The award was created by Park Cities Quail Unlimited in 2006 to recognize sportsmen who have distinguished themselves by living a life of adventure, love of the outdoors, respect for natural resources and most of all those who have demonstrated a spirit of giving back and making it possible for others to enjoy the sporting life.
The bronze award was created secifically for this purpose by world renound wildlife artist - Walter Matia. Each award is cast with the recipient's name.
Recipients:
2008 - Boone Pickens
Boone Pickens - legendary oil entrepreneur, conservationist, and avid sportsman.
An accomplished environmental steward, Pickens' 68,000-acre Mesa Vista Ranch is a model for wildlife resource management. His business ventures include an alternative energy provider, the largest supplier of vehicular natural gas in North America, and plans for the world’s largest wind farm. Pickens also has stepped to the forefront of national water resource development issues with a proposal to market surplus and stranded groundwater in the Texas Panhandle to urban areas in the state facing severe water supply shortages.
Prior to Pickens’ first Roberts County land purchase in 1971, the county’s rolling hills, bluffs and creek beds suffered from consistent overgrazing. The legendary entrepreneur immediately began a multi-step program to help the land recover, over time investing about $25 million in overall wildlife management strategies and facilities, installing substantial water sources, food plots and native grass replanting, and power infrastructure. Those initiatives, along with efforts to market stranded and surplus water in the region elsewhere in the state, have led to a tremendous increase in local land values.
In the process, Pickens has increased the size and breadth of Mesa Vista. Today, Dallas Morning News outdoors writer Ray Sasser calls Mesa Vista “the Wild West equivalent of a southern gentleman’s hunting plantation, arguably the finest quail-hunting spot in the known universe.”
“Quail hunting is a life-long passion tracking back to my father, who always kept two bird dogs in a pen out back of our home in Holdenville, Oklahoma,” the 2006 Horatio Alger award winner explains. “That was big, open, country — pretty good quail territory. I shot my first quail when I was about 13 years old.

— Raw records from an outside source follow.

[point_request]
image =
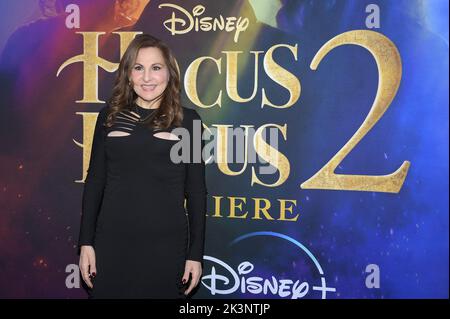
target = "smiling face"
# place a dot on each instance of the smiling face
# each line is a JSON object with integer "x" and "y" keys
{"x": 149, "y": 77}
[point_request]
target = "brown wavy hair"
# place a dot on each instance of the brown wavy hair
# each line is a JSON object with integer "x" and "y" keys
{"x": 170, "y": 111}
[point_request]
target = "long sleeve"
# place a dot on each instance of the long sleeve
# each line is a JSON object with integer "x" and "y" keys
{"x": 196, "y": 191}
{"x": 94, "y": 184}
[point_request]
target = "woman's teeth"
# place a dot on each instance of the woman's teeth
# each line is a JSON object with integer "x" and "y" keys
{"x": 148, "y": 87}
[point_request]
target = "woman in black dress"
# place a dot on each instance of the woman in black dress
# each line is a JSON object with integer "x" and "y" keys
{"x": 137, "y": 239}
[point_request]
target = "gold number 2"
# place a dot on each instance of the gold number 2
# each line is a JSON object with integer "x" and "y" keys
{"x": 389, "y": 66}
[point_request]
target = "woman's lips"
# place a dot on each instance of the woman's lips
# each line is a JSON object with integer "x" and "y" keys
{"x": 148, "y": 87}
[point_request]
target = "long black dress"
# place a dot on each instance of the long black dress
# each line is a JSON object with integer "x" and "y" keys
{"x": 133, "y": 211}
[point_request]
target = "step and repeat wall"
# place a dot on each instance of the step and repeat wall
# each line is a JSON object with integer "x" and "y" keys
{"x": 327, "y": 120}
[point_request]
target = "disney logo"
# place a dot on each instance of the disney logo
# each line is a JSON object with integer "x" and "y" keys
{"x": 181, "y": 25}
{"x": 224, "y": 280}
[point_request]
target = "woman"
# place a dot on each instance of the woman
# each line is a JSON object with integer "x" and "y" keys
{"x": 136, "y": 239}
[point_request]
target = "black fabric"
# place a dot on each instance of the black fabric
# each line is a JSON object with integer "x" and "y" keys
{"x": 133, "y": 211}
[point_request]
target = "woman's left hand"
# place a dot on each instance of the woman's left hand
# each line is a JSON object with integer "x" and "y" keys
{"x": 194, "y": 268}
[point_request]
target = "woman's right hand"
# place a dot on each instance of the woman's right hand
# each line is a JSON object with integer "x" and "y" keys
{"x": 87, "y": 264}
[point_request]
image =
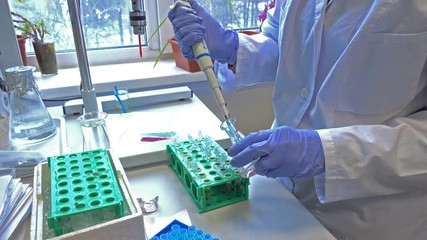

“Today, I am driven by a desire to conserve and reclaim over-grazed land for quail habitat, and to develop long-term wildlife management plans that can be used to improve land values through an expansion of recreational opportunities.”
2006 -Walter Kellogg
Walter was known by many in the region as the consummate gentleman sportsman. A lover of bird dogs and the traditions of the sport, Walter introduced many youth to their first hunt. He helped dog breeders get their start and was generous with his time and resources. An enthusiastic supporter of Quail Unlimited and many other worthwhile causes that improved the sporting environment, Walter encouraged the formation of Park Cities Quail Unlimited. Unfortunately Walter passed to the "prairie eternal" just few weeks before the ceremony but he left a legacy of the sporting life to his family and many others throughout the country.